This embodiment differs from embodiment 5 in that a universal joint (607, 617) assembly is used instead of a planetary gear assembly, and in that a circular/conical gear pair (618, 619) is used instead of a cylindrical gear pair. The working mechanism is basically similar, and the purpose of stepless speed regulation is also realized.

Example 7

As shown in fig. 10, the present invention is a stepless speed regulator based on differential transmission/power confluence mechanism and an energy-saving system thereof, and is an external stepless speed regulator based on radial combined planetary gear differential transmission/power confluence mechanism and a super energy-saving system thereof. A high-voltage high-power ac asynchronous motor (720) serving as a main power source, a permanent magnet synchronous ac servo motor (777) serving as a power adjusting/speed regulating motor, a power adjusting/speed regulating motor control driver and a state sensor assembly (766), gear group reducers (787, 789) arranged at a power input end (between a planetary gear carrier and a main power source motor transmission shaft), radial round+cylindrical combined planetary differential transmission/power converging mechanism assemblies (701, 702, 703, 705, 706, 707 and 716), an external differential transmission/power converging mechanism shell/support (790), a left half shaft (709) serving as a power adjusting end/shaft, a transmission end of the power adjusting/speed regulating motor (777) and a left half shaft (709) are connected, an electric control/electromagnetic braking/locking device (724) is arranged on the motor synchronous ac asynchronous motor/speed regulating motor, a planetary gear carrier (701) serving as a power input end is meshed with a corresponding adapted left half shaft cylindrical gear (702), a cylindrical gear of the combined planetary gear is meshed with a corresponding adapted right half shaft cylindrical gear (789) serving as a power input end, and the right half shaft (789) is mounted on a main power transmission shaft (728) serving as a power output end of a power transmission shaft of the power transmission mechanism (728) in a schematic drawing and a power transmission structure is not mounted. Other speed governor accessories are also included in the system, such as structural bearings (711, 717), gear-set speed increaser/reducer (767), load coupling, and client industrial computer components (not shown in this embodiment).

In the embodiment, a planetary gear carrier (701) is used as a power input end and is provided with a speed change/torque conversion gear set in series, so that a more cost-effective, high-quality, low-cost and reliable main power source is selected, the planetary gear carrier is matched with a power adjustment/speed regulation motor and a load, the implementation difficulty in technical aspects and the system cost can be greatly reduced, a right half shaft (729) is used as a power output end/shaft, a load transmission shaft can be directly connected through a coupling, the load can be driven after the planetary gear carrier is connected into a gear set speed increaser/speed reducer (767) in series through the coupling, and the left half shaft (709) is used as a power adjustment end (or called a power adjustment end) to adapt to the stepless speed regulation work of the load.

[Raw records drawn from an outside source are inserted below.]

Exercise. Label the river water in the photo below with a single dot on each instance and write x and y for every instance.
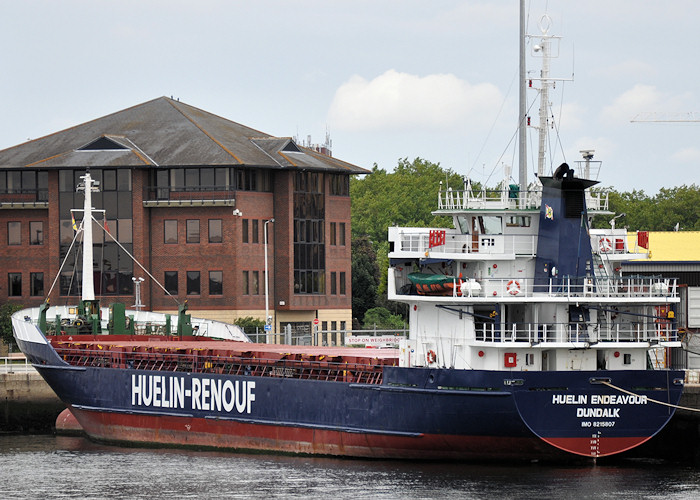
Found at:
(45, 466)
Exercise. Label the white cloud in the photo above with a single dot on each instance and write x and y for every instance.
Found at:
(630, 68)
(687, 155)
(632, 102)
(397, 100)
(641, 100)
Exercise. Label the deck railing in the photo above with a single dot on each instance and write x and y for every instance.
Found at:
(569, 287)
(510, 198)
(222, 363)
(653, 332)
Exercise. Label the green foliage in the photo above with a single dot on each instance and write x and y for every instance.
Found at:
(382, 319)
(404, 197)
(7, 310)
(670, 206)
(365, 276)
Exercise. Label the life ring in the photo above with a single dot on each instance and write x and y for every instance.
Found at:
(605, 245)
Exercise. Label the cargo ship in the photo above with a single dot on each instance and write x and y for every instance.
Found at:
(525, 342)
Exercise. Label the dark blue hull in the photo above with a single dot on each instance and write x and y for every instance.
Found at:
(413, 413)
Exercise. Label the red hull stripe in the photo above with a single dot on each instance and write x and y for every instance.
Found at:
(596, 446)
(210, 433)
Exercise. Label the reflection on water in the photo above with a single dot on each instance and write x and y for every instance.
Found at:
(72, 467)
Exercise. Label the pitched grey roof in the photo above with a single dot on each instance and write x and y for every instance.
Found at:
(166, 133)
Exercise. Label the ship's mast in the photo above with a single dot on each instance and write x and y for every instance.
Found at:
(88, 186)
(522, 131)
(544, 104)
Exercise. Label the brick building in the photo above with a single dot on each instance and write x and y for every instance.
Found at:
(192, 196)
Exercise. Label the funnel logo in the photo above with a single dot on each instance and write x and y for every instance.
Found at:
(548, 212)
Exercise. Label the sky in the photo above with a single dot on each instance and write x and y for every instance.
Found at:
(386, 79)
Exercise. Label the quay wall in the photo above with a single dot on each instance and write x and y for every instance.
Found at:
(27, 403)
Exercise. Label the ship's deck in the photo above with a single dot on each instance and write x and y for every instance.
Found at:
(220, 357)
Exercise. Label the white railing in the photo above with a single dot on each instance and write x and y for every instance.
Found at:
(574, 332)
(15, 364)
(576, 288)
(469, 199)
(417, 240)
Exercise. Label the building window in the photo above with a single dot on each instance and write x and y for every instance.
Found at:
(244, 230)
(36, 233)
(215, 231)
(14, 284)
(340, 185)
(36, 284)
(170, 282)
(309, 234)
(341, 234)
(256, 283)
(332, 235)
(193, 231)
(216, 282)
(170, 230)
(14, 233)
(193, 283)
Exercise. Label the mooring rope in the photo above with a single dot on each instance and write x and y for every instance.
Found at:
(649, 399)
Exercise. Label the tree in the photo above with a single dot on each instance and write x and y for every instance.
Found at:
(662, 212)
(382, 319)
(405, 197)
(365, 276)
(7, 310)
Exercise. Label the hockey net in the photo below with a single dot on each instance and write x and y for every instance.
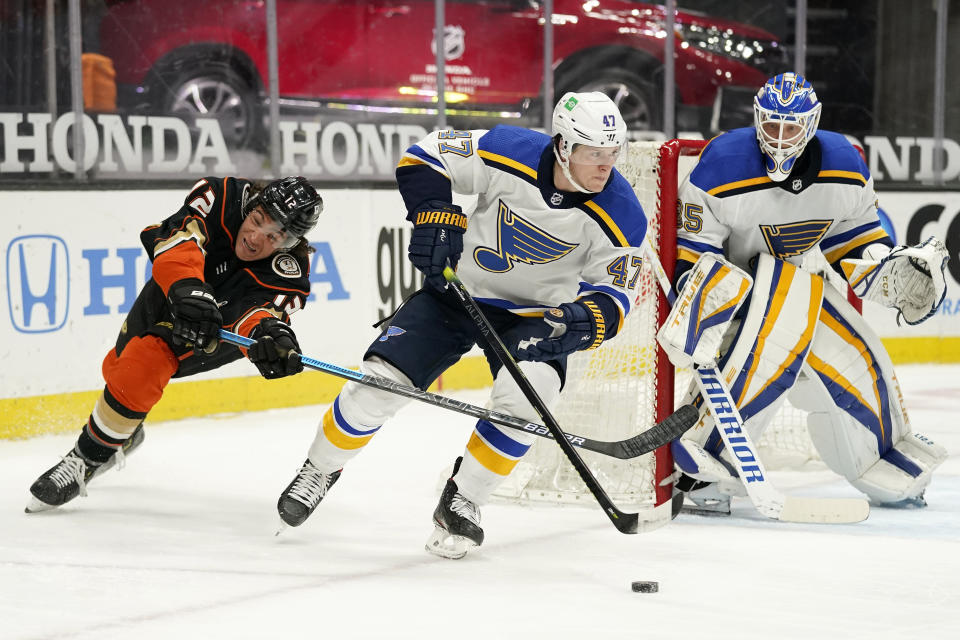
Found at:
(628, 384)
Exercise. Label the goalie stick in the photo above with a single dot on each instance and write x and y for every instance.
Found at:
(658, 435)
(624, 522)
(766, 498)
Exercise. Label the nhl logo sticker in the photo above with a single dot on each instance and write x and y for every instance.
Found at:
(286, 265)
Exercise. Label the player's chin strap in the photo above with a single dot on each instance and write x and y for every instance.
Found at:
(653, 438)
(565, 167)
(908, 279)
(766, 498)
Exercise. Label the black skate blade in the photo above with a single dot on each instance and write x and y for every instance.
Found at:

The device can be regarded as a device for converging/diverging the torque or power of the power input end/shaft according to the set transmission ratio according to the minimum energy consumption principle, the lever principle, the gear transmission principle and the energy conservation principle, and the working mechanism is similar to the above embodiment. The present embodiment may select some or all of the functional modules to construct the super energy saving system, the ① soft start module ② heat engine/light load module ③ basic operation/direct drive operation module ④ stepless speed increasing/power regulating operation module ⑤ speed decreasing/emergency regulating operation-non-power recovery speed decreasing operation module ⑥ stepless speed decreasing/load power regulating operation-power recovery speed decreasing operation module ⑦ power/rotating speed increasing operation module ⑧ power converging/hybrid mode ⑨ hybrid-accelerating mode ⑩ hybrid-high speed high power mode.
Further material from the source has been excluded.